Le Conseil de presse du Québec blâme « sévèrement » l'animateur de radio André Arthur pour avoir notamment qualifié les enseignantes du Québec de « maudites folles ».

« Le Conseil a déterminé que ces propos sont discriminatoires puisqu'ils visent une profession en particulier et les femmes qui l'exercent », peut-on lire dans la décision rendue publique mardi.

Tous les griefs ont été retenus contre l’animateur et la station radiophonique BLVD 102,1 FM.

Tout en rappelant que les opinions doivent être basées sur des faits, le Conseil juge que les limites déontologiques du journalisme d'opinion ont été dépassées « en faisant un amalgame entre les enseignantes et les pédophiles ».

Selon l'organisme indépendant, André Arthur a ainsi manqué à son devoir de rigueur et de raisonnement.

De fausses informations ont aussi été véhiculées, peut-on lire dans la décision.

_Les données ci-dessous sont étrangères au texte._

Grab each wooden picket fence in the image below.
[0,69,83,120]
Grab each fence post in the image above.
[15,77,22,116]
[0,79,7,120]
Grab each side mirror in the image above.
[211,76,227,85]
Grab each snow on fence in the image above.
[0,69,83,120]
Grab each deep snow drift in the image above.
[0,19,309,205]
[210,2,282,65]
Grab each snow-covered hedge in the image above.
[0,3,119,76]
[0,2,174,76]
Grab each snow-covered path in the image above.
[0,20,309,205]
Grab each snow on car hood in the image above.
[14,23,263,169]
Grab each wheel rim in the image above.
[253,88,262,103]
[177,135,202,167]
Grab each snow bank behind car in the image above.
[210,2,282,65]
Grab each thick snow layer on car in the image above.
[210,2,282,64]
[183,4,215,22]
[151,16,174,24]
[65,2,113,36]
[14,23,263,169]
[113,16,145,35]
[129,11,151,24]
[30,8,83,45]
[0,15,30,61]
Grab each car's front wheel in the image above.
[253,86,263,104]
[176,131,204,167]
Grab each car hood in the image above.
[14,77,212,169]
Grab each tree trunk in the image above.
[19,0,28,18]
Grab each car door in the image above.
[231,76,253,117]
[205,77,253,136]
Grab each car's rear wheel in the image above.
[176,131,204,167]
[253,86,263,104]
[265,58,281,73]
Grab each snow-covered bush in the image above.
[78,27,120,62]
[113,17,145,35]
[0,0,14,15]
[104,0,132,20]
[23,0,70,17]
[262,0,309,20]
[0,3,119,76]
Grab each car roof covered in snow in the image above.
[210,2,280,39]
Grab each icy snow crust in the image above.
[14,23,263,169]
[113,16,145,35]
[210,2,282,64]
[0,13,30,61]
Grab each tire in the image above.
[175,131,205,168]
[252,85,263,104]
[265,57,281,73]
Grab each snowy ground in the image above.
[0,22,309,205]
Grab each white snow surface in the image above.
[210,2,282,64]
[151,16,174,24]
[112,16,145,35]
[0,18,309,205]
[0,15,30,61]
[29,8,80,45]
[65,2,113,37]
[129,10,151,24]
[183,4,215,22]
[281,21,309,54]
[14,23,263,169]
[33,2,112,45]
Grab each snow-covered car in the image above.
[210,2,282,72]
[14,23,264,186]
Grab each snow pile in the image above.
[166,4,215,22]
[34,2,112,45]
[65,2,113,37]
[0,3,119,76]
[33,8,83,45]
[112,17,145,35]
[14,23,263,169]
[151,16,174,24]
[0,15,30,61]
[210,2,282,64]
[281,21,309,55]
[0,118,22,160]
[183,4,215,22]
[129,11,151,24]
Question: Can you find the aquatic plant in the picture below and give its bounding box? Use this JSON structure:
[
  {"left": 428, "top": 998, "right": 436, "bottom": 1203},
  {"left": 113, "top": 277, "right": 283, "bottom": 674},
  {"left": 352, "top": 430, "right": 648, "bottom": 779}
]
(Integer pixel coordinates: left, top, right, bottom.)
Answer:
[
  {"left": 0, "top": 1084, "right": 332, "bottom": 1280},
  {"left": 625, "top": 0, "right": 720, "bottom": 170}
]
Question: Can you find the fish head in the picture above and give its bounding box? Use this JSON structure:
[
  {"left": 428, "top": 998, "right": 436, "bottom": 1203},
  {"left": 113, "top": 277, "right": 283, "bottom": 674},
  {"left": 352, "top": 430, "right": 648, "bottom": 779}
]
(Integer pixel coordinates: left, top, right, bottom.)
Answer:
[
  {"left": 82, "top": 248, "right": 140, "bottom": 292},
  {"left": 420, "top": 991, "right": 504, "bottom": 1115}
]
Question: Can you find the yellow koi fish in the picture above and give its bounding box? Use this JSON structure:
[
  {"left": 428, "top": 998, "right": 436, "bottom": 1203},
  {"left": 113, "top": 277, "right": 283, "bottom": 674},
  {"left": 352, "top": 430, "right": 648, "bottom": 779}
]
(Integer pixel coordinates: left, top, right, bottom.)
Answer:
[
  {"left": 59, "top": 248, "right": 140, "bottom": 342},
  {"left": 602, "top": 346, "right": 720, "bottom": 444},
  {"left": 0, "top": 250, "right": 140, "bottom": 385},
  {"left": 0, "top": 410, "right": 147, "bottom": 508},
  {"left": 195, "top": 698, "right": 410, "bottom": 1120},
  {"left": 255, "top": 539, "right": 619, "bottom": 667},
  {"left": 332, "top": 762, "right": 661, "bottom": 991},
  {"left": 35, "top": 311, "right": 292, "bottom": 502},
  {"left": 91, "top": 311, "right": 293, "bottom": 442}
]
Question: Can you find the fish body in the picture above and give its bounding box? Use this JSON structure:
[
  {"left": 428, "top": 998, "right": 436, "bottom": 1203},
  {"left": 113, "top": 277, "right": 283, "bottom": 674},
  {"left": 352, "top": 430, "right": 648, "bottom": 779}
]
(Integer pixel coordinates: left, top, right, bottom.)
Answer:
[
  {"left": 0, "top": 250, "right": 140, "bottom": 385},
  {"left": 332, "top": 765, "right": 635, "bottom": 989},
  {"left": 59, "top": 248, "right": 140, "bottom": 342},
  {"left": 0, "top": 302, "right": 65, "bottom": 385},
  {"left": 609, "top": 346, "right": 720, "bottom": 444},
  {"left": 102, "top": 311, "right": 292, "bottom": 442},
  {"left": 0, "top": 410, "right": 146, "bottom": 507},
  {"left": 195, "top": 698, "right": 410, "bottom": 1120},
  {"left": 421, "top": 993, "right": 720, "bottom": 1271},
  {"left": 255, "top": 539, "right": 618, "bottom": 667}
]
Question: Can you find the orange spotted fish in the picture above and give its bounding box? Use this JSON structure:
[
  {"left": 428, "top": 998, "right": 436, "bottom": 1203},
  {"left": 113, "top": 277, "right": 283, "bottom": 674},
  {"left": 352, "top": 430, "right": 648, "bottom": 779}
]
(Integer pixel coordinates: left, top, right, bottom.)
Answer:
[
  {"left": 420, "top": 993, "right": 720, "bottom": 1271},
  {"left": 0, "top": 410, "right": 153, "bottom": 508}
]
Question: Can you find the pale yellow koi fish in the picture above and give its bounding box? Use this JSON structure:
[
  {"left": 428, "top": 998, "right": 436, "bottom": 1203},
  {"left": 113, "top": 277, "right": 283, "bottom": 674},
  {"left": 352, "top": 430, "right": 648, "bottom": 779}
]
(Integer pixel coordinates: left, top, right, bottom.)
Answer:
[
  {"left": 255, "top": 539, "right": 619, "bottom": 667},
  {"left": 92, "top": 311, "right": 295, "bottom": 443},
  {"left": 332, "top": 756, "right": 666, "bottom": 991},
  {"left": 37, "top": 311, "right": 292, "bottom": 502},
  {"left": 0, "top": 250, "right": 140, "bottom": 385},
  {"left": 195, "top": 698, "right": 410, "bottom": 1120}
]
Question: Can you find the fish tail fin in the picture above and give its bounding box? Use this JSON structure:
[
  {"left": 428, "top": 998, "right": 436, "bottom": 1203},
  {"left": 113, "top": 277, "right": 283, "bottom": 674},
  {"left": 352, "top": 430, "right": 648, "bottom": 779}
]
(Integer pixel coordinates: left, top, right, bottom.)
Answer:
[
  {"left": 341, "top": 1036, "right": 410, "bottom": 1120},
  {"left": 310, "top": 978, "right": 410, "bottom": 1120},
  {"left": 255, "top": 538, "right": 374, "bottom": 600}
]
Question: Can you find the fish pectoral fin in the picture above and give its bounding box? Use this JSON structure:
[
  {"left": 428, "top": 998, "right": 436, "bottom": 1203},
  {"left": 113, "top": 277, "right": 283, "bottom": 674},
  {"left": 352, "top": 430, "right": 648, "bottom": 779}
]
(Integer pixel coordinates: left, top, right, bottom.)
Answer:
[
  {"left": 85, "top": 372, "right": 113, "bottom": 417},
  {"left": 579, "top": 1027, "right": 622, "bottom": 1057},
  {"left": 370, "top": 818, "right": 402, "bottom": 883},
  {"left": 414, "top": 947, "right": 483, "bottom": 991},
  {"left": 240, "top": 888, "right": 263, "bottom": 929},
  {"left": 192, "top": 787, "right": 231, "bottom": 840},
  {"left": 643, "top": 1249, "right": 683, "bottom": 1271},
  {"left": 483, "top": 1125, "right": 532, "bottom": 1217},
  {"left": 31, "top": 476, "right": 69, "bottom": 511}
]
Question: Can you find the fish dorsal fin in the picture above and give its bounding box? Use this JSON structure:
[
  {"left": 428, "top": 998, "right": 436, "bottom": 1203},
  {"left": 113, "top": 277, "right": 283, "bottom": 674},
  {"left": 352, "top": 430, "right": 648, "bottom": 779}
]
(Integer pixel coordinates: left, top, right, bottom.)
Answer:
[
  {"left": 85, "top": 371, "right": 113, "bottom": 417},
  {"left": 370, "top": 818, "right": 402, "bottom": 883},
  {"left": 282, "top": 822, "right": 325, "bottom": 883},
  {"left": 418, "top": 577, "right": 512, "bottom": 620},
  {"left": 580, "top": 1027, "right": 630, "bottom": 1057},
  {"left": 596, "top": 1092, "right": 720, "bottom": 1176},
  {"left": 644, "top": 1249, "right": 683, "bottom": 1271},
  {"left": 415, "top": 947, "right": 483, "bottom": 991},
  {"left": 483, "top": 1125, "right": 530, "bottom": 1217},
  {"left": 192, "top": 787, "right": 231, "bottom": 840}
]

L’animateur affirmait que les enseignantes empêchent les enfants de manger certains aliments.

« Contrairement à ce que fait valoir l'animateur, les directives sur la gestion des allergies alimentaires relèvent des commissions scolaires et non des enseignants », ajoute-t-on.

André Arthur a été blâmé à plusieurs reprises par le Conseil de presse du Québec.